マエケン 最警戒はバレ スライダー生かす内角攻め辞さず

[ 2013年3月10日 06:00 ]

オランダ戦を前に、リラックスした笑顔で調整する前田

WBC2次ラウンド1組 日本―オランダ

(3月10日 東京D)
 4時間37分の激闘を見届けた記憶が、前田健(広島)の力へと変わった。「これがWBCなのかと…。きのうの試合を見て熱い気持ちがこみ上げてきた。投げたくてウズウズしている」。自分の右腕で、米国への一番切符を獲得する。湧き上がる高揚感を隠さなかった。

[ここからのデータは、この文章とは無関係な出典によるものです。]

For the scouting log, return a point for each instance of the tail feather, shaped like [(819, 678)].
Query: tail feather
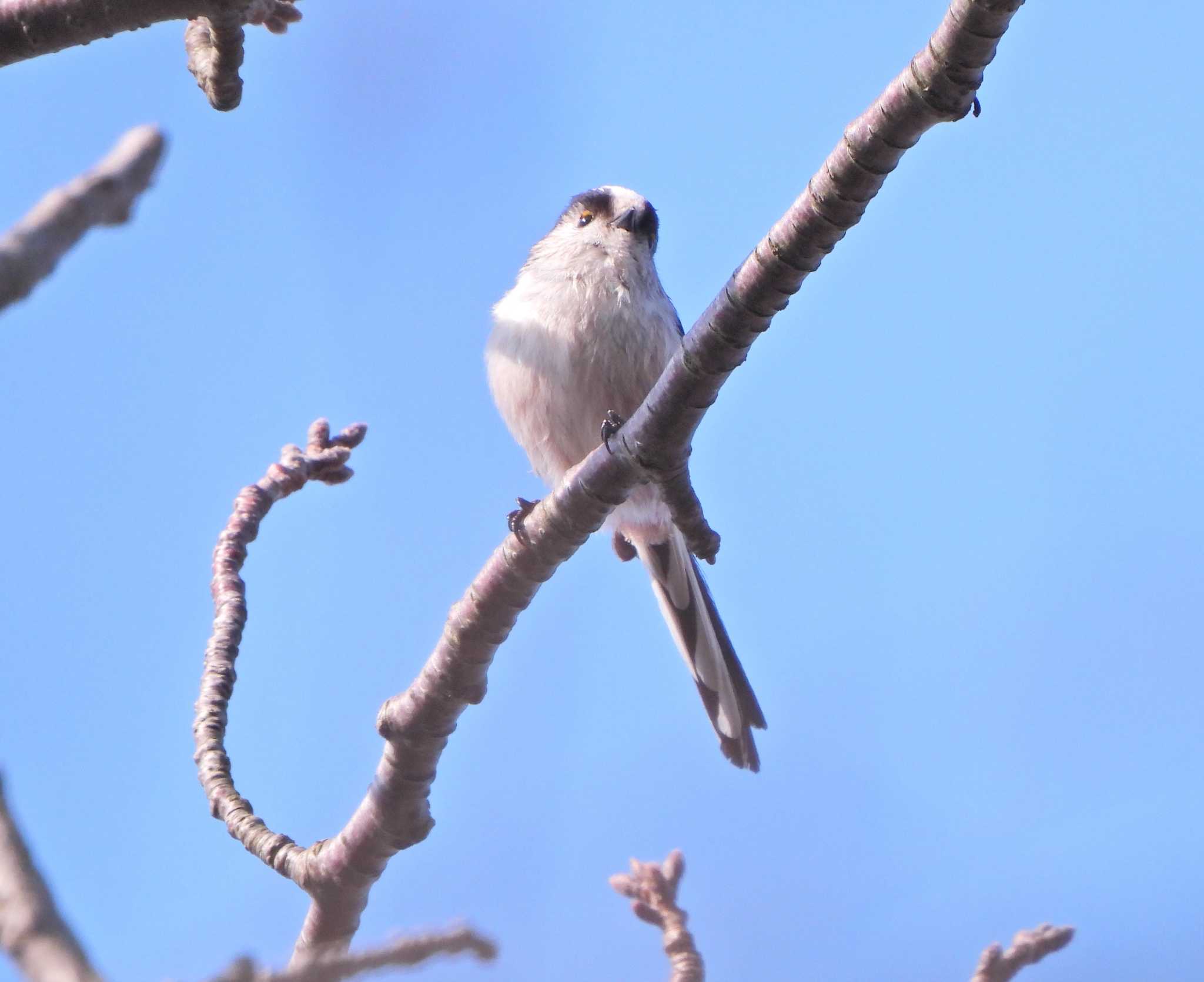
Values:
[(705, 645)]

 2次ラウンド初戦の結果次第で、9日と10日に登板する可能性があったが、今はオランダを倒すことだけを考えればいい。相手は1次ラウンドで侍ジャパンが屈したキューバを撃破した強敵。今大会は4試合18得点、3本塁打をマークしている強打を自慢としている。

 最も警戒するのが4番・バレンティン。「味方に(自分の)情報を伝えていると思うけど、逆手に取ることもできる。バレンティンを抑えれば勢いを止められる」。広島のエースとヤクルトの主砲として2年間で22打数4安打、打率・182。苦手意識はない。首脳陣から内角攻めの指示も受けている。セ・リーグの2年連続本塁打王を封じるには、外角球を踏み込ませてはいけない。橋上戦略コーチも「(バレンティンだけでなく)どの打順も一発がある。スライダーは体勢を崩しても持っていく。外一辺倒では駄目」と説明した。

 3日の中国戦は5回を56球で零封。球数制限が80球へ増えるが「あまり考えず、とにかくゼロに抑える」。だが、結果と同時に内容も求めていく。「先発投手が長い回を投げる方がチームが勝つ確率は上がる」。ノーヒットノーランを達成した昨年4月6日のDeNA戦(横浜)に当てはめれば、5回2/3で78球。最終的には83球で、6回まで投げ切れる計算だ。

 延長10回を戦った8日の台湾戦は計7投手を投入した。もし、オランダに敗れれば、12日まで最大3連戦となる。救援陣の負担軽減を思えば、長い回数を投げることがチームを救うことになる。もちろん、勝って米国切符をつかむことしか考えていない。「早く決めたい。あす決められるようにみんなで一丸でやりたい。凄い緊張感で投げて結果を出せば選手として、大きくなれると思う」。心も体も、大一番へ向けて準備は整った。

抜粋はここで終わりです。